Integration of trig. functions

[paulmdrdo]

I have no idea how to solve these. please help.

∫(sinx/1+sinx)dx

∫(sin^2x cos^2x)dx

 

[MarkFL]

Re: integration of trig func.

I will offer some suggestions:

1.) \(\displaystyle \int\frac{\sin(x)}{1+\sin(x)}\,dx\)

Multiply the integrand by \(\displaystyle 1=\frac{1-\sin(x)}{1-\sin(x)}\). Then apply the Pythagorean identity \(\displaystyle 1-\sin^2(\theta)=\cos^2(\theta)\) on the denominator.

2.) \(\displaystyle \int\sin^2(x)\cos^2(x)\,dx\)

Try the double-angle identity for sine \(\displaystyle \sin(2\theta)=2\sin(\theta)\cos(\theta)\). Then try the power reduction identity for sine \(\displaystyle \sin^2(\theta)=\frac{1-\cos(2\theta)}{2}\).

 

[SuperSonic4]

Re: integration of trig func.

Then try the power reduction identity for sine \(\displaystyle \sin^2(\theta)=\frac{1-\cos(2\theta)}{2}\).

You [OP] can also reach this result by using the double angle identity for cos if you're unfamiliar with the power reduction identity. See spoiler for derivation.

Spoiler

Using the addition identity for cos: \(\displaystyle \cos(A+B) = \cos(A)\cos(B) - \sin(A)\sin(B)\)

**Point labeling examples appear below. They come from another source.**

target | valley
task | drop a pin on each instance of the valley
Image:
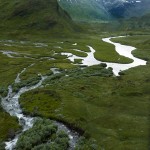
(67, 85)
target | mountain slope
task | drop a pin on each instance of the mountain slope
(85, 10)
(37, 14)
(105, 9)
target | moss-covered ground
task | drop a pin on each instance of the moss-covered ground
(112, 110)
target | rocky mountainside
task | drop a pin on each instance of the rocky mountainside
(105, 9)
(34, 14)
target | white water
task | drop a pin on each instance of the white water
(122, 50)
(11, 105)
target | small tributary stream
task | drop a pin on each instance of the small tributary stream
(11, 102)
(11, 105)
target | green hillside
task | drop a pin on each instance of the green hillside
(85, 10)
(37, 14)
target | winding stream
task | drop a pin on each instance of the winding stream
(11, 102)
(11, 105)
(122, 50)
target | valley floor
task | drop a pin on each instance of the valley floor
(114, 111)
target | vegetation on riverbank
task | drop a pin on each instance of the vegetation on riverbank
(117, 108)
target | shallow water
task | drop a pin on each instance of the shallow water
(11, 105)
(122, 50)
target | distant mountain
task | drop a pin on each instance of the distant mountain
(34, 14)
(103, 10)
(84, 10)
(127, 8)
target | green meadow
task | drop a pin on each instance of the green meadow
(114, 111)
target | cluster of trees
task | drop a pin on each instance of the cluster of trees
(29, 82)
(43, 136)
(3, 91)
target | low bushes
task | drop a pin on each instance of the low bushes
(43, 135)
(29, 82)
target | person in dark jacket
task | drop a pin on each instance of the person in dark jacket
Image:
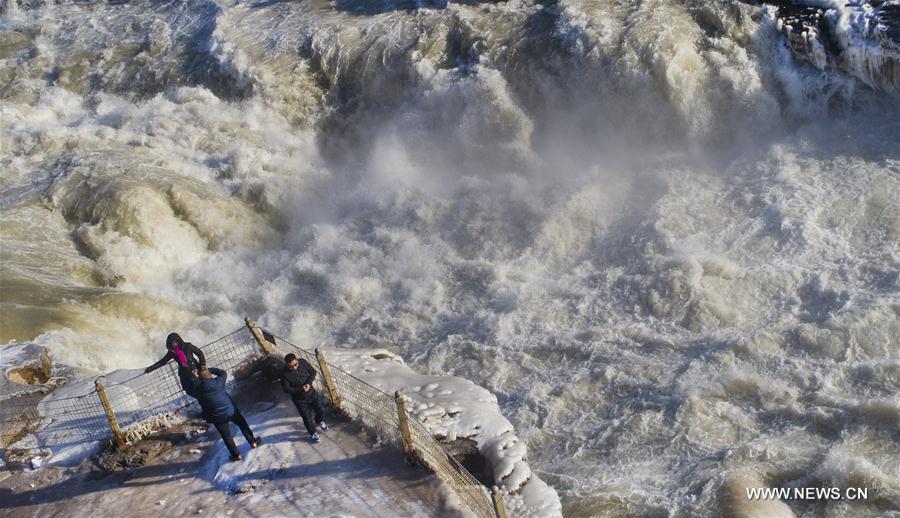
(188, 356)
(296, 380)
(219, 409)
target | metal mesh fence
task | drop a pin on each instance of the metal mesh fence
(144, 403)
(378, 410)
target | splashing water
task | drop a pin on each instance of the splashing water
(669, 248)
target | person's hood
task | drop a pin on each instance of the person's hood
(174, 339)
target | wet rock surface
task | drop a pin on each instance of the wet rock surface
(859, 38)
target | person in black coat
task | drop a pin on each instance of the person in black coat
(219, 409)
(296, 380)
(188, 356)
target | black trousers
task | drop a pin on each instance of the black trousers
(187, 382)
(310, 411)
(224, 428)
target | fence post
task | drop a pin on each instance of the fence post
(329, 382)
(497, 497)
(110, 416)
(257, 333)
(405, 434)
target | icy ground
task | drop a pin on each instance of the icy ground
(286, 476)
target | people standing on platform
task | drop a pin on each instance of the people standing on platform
(188, 356)
(297, 379)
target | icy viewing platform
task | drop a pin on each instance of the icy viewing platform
(286, 476)
(473, 462)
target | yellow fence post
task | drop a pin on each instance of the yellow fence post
(257, 333)
(497, 497)
(405, 433)
(110, 416)
(327, 379)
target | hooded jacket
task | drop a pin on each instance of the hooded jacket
(193, 354)
(292, 381)
(213, 399)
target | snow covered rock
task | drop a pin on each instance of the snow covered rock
(454, 408)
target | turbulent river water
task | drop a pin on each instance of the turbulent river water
(670, 248)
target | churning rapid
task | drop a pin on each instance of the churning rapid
(669, 245)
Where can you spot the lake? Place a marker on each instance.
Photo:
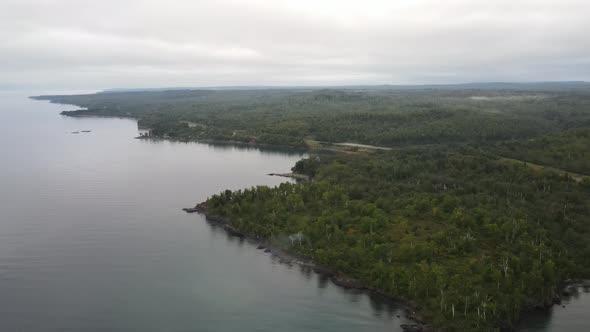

\(\displaystyle \cos (2A) = \cos(A+A) = \cos^2(A) - \sin^2(A)\)

Using the Pythagorean Identity which MarkFL put in post 2: \(\displaystyle \cos^2(A) = 1 - \sin^2(A)\)

\(\displaystyle \cos(2A) = 1-\sin^2(A) - \sin^2(A) = 1-2\sin^2(A)\)

Now to rearrange it to make \(\displaystyle \sin(A)\) the subject:

\(\displaystyle \sin(A) = \dfrac{1-\cos(2A)}{2}\)